ABSTRACT: The focus of research conducted in the Zahn laboratory is the design and fabrication of microfabricated devices for clinical diagnosis, treatment of disease and supportive culture devices. Batch fabricated microfluidic platforms that can mimic or improve upon conventional sample preparation techniques performed in laboratories hold great potential to enable both research and healthcare advances. These miniaturized diagnostic devices have been termed micro total analysis systems (μTAS) or biochips and combine sensing mechanisms (physical, optical, electrical or chemical) with microfluidics.

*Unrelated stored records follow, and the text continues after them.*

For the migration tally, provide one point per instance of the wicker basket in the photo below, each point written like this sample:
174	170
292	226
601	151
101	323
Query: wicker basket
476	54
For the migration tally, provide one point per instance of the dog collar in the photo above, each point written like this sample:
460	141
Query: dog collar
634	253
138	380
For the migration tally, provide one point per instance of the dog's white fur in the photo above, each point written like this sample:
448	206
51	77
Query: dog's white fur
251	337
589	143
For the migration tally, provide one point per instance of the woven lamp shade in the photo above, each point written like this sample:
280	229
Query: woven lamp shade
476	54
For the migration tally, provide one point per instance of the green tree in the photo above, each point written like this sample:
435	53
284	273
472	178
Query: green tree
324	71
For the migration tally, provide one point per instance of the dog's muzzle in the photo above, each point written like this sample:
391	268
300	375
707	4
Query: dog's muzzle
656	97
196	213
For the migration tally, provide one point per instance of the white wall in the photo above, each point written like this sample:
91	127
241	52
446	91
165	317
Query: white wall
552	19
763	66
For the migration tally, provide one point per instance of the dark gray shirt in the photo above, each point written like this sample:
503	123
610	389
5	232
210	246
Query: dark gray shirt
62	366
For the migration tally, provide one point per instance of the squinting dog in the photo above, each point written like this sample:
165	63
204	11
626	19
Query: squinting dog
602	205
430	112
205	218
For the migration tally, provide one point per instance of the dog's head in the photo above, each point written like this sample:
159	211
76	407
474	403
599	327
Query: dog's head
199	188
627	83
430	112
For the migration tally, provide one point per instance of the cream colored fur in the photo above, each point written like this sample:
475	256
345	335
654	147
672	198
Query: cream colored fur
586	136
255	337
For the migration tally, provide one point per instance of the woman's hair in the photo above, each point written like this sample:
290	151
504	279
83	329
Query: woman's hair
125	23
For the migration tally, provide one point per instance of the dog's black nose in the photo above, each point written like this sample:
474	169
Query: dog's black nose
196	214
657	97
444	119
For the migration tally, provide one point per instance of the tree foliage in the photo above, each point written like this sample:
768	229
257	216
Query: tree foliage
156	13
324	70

Dr. Zahn’s research combines analytical and numerical modeling of microscale phenomena with device design, fabrication, and testing of BioMEMS components in an adaptive and iterative process for device optimization. Several projects currently underway in the Zahn laboratory which will be discussed including:

1) the development of a ‘smart’ electroporator with continuous cell impedance monitoring that automatically detects, electroporates, and monitors individual cells for changes in permeability and delivery, dynamically modulating the pulse to prevent damaging over‐exposure that kills cells and useless underexposure that does not permeabilze a cell.

and

2) the development of a multicompartment tissue culture platform to recapitulate in vitro neurocircuitry models using human neuronal cells derived from induced pluripotent stem (IPS) cells. This culture system was designed to allow modeling the neuronal circuitry of the mesolimbic reward system by segregating excitatory (GLUT), inhibitory (GABA) and dopaminergic (DA) induced neuron cell bodies while maintaining axonal communication and synapse formation from one chamber into another through communicative microchannels. Several novel features of this system are: an open well design to perform patch clamp electrophysiology within the device, the use of optogenetics for selective cell stimulation, and the integration of human derived induced neurons (iNs).